Le maire de San Fulgencio, Carlos Ramirez (Partido Popular), a comparu mercredi devant le tribunal, où il a été accusé de fraude.
S'il est reconnu coupable, il risque une peine de neuf ans d'interdiction d'exercer une fonction publique, peine requise par le parquet anti-corruption.
Ramirez n'est pas arrivé seul, car à ses côtés sur le banc se trouvaient l'ancien conseiller aux sports, Pascual Sempere, et le président du Sporting Club San Fulgencio, Antonio Irles, qui était chargé de la gestion des écoles et qui avait déjà figuré sur la liste du PP en 2011. Tous deux risquent la même peine de privation de leurs droits à exercer des fonctions publiques.

Ramirez a été invité à justifier le versement de plus de 190,000 XNUMX euros à l'association qui gérait les écoles sportives municipales.

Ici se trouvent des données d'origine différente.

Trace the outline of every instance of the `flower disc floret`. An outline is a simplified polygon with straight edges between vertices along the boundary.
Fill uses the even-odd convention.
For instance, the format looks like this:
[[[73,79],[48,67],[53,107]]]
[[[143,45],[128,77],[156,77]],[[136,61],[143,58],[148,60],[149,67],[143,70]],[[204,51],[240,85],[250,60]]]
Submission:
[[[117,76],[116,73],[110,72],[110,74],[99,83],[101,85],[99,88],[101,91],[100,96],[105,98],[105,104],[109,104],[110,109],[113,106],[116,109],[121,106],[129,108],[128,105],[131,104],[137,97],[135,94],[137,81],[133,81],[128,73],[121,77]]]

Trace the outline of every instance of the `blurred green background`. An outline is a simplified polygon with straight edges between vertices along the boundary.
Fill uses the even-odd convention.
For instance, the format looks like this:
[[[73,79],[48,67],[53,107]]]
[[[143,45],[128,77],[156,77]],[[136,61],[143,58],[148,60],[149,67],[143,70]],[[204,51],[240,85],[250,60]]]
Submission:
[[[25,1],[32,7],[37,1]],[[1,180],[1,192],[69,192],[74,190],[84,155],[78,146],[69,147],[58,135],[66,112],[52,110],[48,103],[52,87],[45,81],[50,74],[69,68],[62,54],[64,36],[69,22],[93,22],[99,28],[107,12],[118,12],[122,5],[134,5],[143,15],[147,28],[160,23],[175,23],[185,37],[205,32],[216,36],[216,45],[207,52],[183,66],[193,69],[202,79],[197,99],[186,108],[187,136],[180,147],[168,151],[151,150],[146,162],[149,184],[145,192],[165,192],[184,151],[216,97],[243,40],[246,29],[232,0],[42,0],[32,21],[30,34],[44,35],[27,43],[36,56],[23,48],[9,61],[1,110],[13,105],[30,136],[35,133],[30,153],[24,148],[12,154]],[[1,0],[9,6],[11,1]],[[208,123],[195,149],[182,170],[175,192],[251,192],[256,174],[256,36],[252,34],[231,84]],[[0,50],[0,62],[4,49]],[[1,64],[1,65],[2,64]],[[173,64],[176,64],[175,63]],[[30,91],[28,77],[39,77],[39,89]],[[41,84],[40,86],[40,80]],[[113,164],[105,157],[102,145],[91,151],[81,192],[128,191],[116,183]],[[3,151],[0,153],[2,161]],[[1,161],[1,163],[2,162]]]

Il a expliqué aux tribunaux que l'accord précédent avait simplement été reporté et que les paiements avaient continué à être effectués.
Ils étaient toujours approuvés par le secrétaire et le comptable du conseil. « Personne n'a dit qu'il y avait un problème, personne n'a dit que c'était illégal… la première année a donné de très bons résultats, nous avons fait des économies et la participation des enfants dans les écoles a été bien plus importante… Cela s'est déroulé exactement de la même manière que dans de nombreux autres villages de La Vega », a-t-il déclaré.
Interrogé par le procureur, le maire a déclaré qu'il ne savait pas pourquoi l'accord signé n'incluait pas la date et qu'il ne savait pas non plus que l'argent devait être versé annuellement.
« Nous avons conclu cet accord car c'était la meilleure solution pour la municipalité, pour mieux gérer le sport sur place et avec moins de budget », a-t-il déclaré. « Je sais que je suis maire et que je contrôle tout, mais je ne peux pas entrer dans les détails de chaque contrat. »
Le procureur a expliqué que l'association pour gérer les écoles de sport a été créée quelques jours après que Ramírez ait pris ses fonctions de maire et était dirigée par Irles, bien que le maire ait déclaré que tout cela « n'avait rien à voir avec la politique », mais avec le sport.
Ramirez a déclaré qu'il ne savait pas non plus, lorsque le club lui a demandé en août 2011 de payer près de 26,000 XNUMX euros pour couvrir le premier trimestre, si l'accord avait été approuvé.
Au cours du contre-interrogatoire, il y a eu des moments de tension entre le procureur et le maire, au point que le juge a dû demander à plusieurs reprises à Ramirez de se calmer et de se détendre.
Interrogé par les avocats de la défense, le maire a réitéré qu'il ignorait si la procédure avait été correctement menée, car il « ne comprenait pas la loi », et que c'était là la mission du secrétaire aux contrats du conseil. Il a affirmé être convaincu que tous les fonds transférés à ce club étaient justifiés.